7. Common Misconceptions and Clarifications

• "StriderSPD" is not a single algorithm but a term adopted for two distinct methodologies in biomedical signal segmentation (Aguiar et al., 2023) and binary patch detection (Li et al., 9 Jan 2026).
• The EMG segmentation pipeline does not require complex machine learning or labeled gait data, relying instead on signal-processing and adaptive heuristics.

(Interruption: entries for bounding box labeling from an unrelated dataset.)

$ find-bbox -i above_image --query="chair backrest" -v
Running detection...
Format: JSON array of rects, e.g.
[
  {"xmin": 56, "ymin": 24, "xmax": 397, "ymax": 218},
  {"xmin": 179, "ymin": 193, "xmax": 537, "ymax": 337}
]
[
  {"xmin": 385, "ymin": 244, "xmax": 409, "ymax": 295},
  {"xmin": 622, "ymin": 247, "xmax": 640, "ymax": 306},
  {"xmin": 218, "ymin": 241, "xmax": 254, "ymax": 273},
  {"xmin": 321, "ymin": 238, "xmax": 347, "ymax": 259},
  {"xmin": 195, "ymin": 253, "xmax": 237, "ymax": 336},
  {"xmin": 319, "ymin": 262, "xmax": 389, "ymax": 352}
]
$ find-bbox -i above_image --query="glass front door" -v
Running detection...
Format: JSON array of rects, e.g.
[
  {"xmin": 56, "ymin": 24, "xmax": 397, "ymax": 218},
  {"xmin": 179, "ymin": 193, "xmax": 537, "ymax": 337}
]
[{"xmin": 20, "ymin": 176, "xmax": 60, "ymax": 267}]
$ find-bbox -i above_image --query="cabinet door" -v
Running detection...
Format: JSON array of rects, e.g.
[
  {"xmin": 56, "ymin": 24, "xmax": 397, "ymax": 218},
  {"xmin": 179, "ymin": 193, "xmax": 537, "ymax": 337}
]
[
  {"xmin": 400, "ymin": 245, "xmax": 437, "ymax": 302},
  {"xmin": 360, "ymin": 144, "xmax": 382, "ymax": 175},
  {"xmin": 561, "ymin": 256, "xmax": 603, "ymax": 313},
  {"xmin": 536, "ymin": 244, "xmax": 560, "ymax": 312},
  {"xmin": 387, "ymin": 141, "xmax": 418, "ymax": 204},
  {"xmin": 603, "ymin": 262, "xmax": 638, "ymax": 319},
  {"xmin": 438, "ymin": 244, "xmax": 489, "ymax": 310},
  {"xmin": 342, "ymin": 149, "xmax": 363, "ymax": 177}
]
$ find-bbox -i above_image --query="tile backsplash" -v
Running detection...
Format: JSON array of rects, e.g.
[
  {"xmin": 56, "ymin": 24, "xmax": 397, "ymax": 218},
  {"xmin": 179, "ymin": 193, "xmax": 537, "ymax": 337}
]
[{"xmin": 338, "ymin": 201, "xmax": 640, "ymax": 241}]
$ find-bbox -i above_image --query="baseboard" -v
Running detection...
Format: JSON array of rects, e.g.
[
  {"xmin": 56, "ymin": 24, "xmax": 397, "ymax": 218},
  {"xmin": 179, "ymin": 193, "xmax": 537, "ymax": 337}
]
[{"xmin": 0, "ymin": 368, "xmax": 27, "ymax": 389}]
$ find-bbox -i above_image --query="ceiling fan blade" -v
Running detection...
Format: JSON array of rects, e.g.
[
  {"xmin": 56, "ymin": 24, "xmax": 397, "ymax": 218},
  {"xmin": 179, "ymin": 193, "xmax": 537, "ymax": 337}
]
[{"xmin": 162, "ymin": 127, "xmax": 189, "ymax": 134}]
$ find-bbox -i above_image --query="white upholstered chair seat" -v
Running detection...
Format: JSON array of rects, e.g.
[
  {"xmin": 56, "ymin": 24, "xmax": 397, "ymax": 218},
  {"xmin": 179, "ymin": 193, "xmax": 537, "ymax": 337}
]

• The binary SPD framework does not depend on source code availability, nor does it solely rely on code semantics; instead, it combines assembly-level structural cues via GCN with high-level pseudo-code features via LLM.

In summary, StriderSPD denotes rigorously evaluated pipelines that advance state-of-the-art cycle-level segmentation in unconstrained gait EMG analysis, and binary security patch detection via structure-guided joint neural representation learning. Both approaches emphasize transparency, adaptability, and superior benchmark performance, making them highly relevant in their respective fields.